SYLLABUS

 

ARH 100 ART APPRECIATION

Instructor: Barbara Starr

Office: 380-3856 Home: 342-5478 (9am-9pm)

TEXT: Living With Art, Gilbert and McCarter. McGraw-Hill, 5th Ed.

COURSE DESCRIPTION: This course is designed to give the student a abroad overview of the visual arts.

COURSE OBJECTIVES:

  1. To explore the nature of the visual arts & the creative process
  2. To understand the elements and principles of design
  3. To become familiar with various media used by visual artists
  4. To develop an appreciation for and understanding of the work of a wide variety of visual artists

COURSE OUTLINE

Date     Assignments

 

  Introduction Why man Creates
Read Ch 1-2
  What is Art Degenerate Artists
Art of the Sixties
Read Ch 3-4
  The Language of Art Georgia O'Keeffe
Color Lecture - Monet
Read Ch 5
  The Principles of Design Space lecture
Cubism
Lauer lecture
Review for Test
  Test Chapters 1-5 Matisse
Handpainted Silk
Read Ch 6
  Research Bauhaus
Library Research
Read Ch 8
  Printmaking Lecture on Silk Screen Read Ch 9
    Van Gogh  
    Lecture on Printmaking
 
  Photography The Photographers
Read Ch 7, 12
  Research Paper Due Ansel Adams  
    Digital Images
 
  Drawing, Painting, Printmaking New Orleans
Read Ch 10
  Printmaking Gallery Visits
Review for Test
  Test Chapters 6-10 Visit graphic design studio
Read Ch 13, 14
  Architecture Guest Speaker Read Ch 11
    Falling Water  
    Olmstead at Central Park
 
  Sculpture Guest Sculptor Review Ch 7, 12
    Isamu Noguchi  
       
  Painting, Fine Craft Visit Mobile museums Review for Test
    and galleries  
       
  Test Chapters 11-14    

 

GENERAL COURSE REQUIRMENTS

CLASS ATTENDANCE

Your attendance is important, especially in this class in which so much is experiential.
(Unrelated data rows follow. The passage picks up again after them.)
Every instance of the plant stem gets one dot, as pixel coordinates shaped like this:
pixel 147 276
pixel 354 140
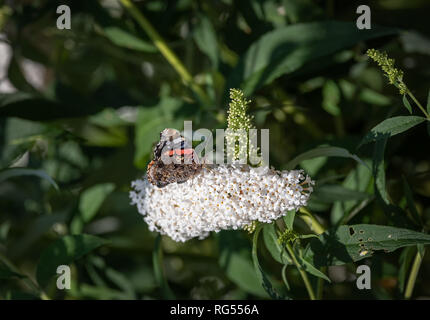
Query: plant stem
pixel 311 221
pixel 418 104
pixel 413 275
pixel 302 272
pixel 320 285
pixel 166 51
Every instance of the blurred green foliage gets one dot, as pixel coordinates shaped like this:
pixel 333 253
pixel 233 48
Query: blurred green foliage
pixel 82 108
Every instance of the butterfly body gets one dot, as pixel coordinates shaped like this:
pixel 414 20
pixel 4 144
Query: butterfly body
pixel 174 160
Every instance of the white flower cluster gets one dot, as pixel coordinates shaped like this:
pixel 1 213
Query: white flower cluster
pixel 220 198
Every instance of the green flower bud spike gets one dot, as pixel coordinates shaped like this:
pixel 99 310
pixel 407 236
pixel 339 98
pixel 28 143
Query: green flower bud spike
pixel 394 75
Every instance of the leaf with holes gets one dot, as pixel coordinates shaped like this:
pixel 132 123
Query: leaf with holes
pixel 356 242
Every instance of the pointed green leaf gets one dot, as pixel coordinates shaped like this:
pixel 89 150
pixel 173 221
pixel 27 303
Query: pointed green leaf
pixel 157 261
pixel 391 127
pixel 407 104
pixel 287 49
pixel 272 244
pixel 289 219
pixel 405 261
pixel 356 242
pixel 308 267
pixel 127 40
pixel 428 103
pixel 323 152
pixel 262 276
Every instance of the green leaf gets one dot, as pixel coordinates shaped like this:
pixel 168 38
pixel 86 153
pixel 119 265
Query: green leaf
pixel 391 127
pixel 410 202
pixel 331 98
pixel 334 192
pixel 407 104
pixel 289 219
pixel 127 40
pixel 157 262
pixel 357 179
pixel 7 273
pixel 405 261
pixel 272 244
pixel 323 152
pixel 287 49
pixel 92 199
pixel 308 267
pixel 263 278
pixel 428 103
pixel 379 168
pixel 206 40
pixel 63 252
pixel 17 172
pixel 235 261
pixel 23 105
pixel 356 242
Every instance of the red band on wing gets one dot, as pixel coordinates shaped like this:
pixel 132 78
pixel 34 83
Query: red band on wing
pixel 179 151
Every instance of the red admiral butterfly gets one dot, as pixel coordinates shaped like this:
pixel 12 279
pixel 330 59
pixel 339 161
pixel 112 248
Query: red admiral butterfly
pixel 174 160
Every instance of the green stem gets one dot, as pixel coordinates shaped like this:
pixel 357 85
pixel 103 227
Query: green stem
pixel 320 286
pixel 413 275
pixel 302 272
pixel 165 50
pixel 311 221
pixel 418 104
Each meeting of this class represents one weeks’ work. Therefore, you may be removed from class after 2 absences unless there are extraordinary circumstances. (Cutting class and then later missing class for illness or athletics does not count as an extraordinary circumstance.) Students who come to class after roll has been called, or who come unprepared for class may be considered absent. Excessive absence or tardiness may also result in downward adjustment of the grade. Should a student have an excused absence for a test, it is his / her responsibility to make arrangements within a week of return to class to make it up.

GRADING

TESTS: There will be three (3) announced tests covering the textbook material assigned and also material covered in lectures. Unless otherwise stated, the following grading scale will be used:

90-100=A 80-90=B 70-80=C 60-70=D

FINAL GRADES will be determined:

25% Test I
25% Test II
25% Test III
25 % Paper, Class participation (May include attendance, pop quizzes, oral question and answer sessions, etc.)
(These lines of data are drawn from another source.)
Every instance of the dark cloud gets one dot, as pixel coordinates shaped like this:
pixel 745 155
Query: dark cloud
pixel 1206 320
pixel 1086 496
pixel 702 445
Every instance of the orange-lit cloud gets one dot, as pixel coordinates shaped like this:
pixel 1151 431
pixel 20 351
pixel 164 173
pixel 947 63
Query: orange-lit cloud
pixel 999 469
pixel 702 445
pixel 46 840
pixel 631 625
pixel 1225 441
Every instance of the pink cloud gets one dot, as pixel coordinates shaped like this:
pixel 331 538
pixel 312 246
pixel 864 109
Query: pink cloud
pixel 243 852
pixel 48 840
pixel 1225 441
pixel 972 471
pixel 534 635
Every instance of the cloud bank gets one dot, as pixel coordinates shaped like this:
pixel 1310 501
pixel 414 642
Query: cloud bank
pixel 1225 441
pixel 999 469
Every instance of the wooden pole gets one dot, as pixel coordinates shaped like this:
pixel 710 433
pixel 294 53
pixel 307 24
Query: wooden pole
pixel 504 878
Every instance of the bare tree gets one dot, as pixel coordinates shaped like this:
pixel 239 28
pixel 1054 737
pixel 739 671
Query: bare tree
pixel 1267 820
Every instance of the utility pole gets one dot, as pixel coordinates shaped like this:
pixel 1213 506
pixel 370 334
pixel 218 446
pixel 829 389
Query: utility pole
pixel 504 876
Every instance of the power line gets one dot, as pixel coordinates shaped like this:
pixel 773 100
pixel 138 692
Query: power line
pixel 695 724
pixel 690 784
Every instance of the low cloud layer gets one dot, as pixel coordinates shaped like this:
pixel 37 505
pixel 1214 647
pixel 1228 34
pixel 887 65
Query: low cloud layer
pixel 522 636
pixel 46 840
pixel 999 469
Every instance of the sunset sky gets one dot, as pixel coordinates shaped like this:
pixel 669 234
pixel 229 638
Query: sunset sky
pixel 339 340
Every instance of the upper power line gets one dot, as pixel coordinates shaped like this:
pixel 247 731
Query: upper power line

PAPER: A paper is due on October 14th. It should be cogent, well organized and carefully written. Papers are to be typed and roughly 5-7 pages in length. Late papers will not be accepted without a good reason and papers will lose a grade for each day late.
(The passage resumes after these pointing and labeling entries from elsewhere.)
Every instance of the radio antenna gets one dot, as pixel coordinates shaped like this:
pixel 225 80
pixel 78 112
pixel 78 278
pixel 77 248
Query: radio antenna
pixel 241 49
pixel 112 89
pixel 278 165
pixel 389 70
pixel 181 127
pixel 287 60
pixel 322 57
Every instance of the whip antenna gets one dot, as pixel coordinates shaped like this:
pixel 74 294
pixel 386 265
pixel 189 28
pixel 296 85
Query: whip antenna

YOU HAVE A CHOICE. YOU MAY DO ONE OF THE FOLLOWING:

Using the format outlined below, write a research paper on one of the following topics:

  1. What was Dada?
  2. Who were the artists of the Bauhaus and what was their philosophy?
  3. What was Surrealism?
  4. What was Abstract Expressionism?
  5. What was Pop Art?
  6. Who were (are) the Minimalists? What were they trying to do with their art?
  7. Who were the Colorfield or Hard-Edge Painters?
  8. What was Op Art?
  9. What is Conceptual Art?
  10. Research one of the following:
 
Judy Chicago Cindy Sherman Miriam Shapiro Susan Rothenberg
Jackson Pollock Hans Hofmann Robert Rouschenberg Franz Kline
Willem de Kooning Salvedor Dali Andy Warhol Roy Lichtenstein
John Marin Giacometti Mark Tobey Joan Miro
Paul Klee Marcel Duchamp Chagall Marisol
Mark Rothko Frank Stella Josef Albers Helen Frankenthaler
Christo Alice Neel Frida Kahlo Lee Krasner
  1. An alternate of your choosing (clear with instructor.)

APPROACH

What themes or purposes in art did your artist/movement explore? Discuss such questions as the idea or philosophy of the artist or group, the source of their imagery, how they reflect the times in which they worked .

While you may include your personal reactions (did they change as you studied the work? ) rely primarily on your research. Include a bibliography of your sources (at least 4.) If you start research a question for which you find little or no information, choose another question.